Structural forms of 17q21.31 segregate on specific SNP haplotype backgrounds. The plot shows homozygosity and divergence (due to mutation and recombination) of the SNP haplotypes on which each structural form segregates in the European (CEU) trios analyzed in HapMap phase 3. The polymorphic CNV copies at the right end of the 17q21.31 inversion (Fig. 2) reside between the two origins of this plot (at center). SNPs on the left half of the plot therefore reside within the unique inverted region of 17q21.31, while SNPs on the right half of the plot are distal to the 17q21.31 inversion. On the branches, each colored segment represents the state of a SNP, with color representing allele frequency; branch points represent markers at which the depicted haplotypes diverge due to mutation and/or recombination with other haplotypes.

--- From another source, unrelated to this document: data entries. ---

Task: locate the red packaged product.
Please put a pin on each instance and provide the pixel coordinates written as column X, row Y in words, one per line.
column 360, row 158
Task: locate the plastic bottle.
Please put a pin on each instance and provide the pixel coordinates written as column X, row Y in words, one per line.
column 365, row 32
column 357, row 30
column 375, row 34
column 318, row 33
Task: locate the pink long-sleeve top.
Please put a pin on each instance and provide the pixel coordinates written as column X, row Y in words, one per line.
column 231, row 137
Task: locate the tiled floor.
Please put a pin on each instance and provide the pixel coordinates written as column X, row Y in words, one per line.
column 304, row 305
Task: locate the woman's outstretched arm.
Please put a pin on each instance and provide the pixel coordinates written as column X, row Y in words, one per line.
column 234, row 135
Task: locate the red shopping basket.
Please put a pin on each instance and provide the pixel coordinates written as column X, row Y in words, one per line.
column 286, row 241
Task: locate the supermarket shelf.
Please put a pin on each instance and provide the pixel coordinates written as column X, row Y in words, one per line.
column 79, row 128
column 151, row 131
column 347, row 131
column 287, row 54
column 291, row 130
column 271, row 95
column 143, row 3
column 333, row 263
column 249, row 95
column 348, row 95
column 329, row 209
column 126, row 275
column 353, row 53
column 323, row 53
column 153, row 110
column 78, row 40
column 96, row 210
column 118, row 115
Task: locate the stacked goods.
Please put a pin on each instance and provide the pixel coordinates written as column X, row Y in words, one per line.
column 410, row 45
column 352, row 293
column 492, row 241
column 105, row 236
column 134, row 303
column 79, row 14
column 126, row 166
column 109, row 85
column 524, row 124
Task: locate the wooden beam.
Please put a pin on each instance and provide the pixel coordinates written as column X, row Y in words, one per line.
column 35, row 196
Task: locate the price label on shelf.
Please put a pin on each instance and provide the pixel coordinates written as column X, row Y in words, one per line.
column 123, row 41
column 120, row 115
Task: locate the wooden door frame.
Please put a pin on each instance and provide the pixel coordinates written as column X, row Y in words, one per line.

The colored leaves and dots indicate the structural forms associated with each SNP haplotype. (Red leaves, H2.α1; orange leaves, H2.α2; green leaves, H1.β1; blue leaves, H1.β2; black dots, extra copies of the γ duplication.) In the plot, the structures are represented on the leaves in order to clarify their relationships to SNP haplotypes, but the variable parts of these CNVs actually reside (in genomic space) within the gap at center between the two origins on the plot. The structural forms segregate on characteristic SNP haplotypes, both inside and outside the inversion region. Statistical imputation of structural alleles utilizes SNPs on both sides of the CNVs together with more-distant markers not shown here.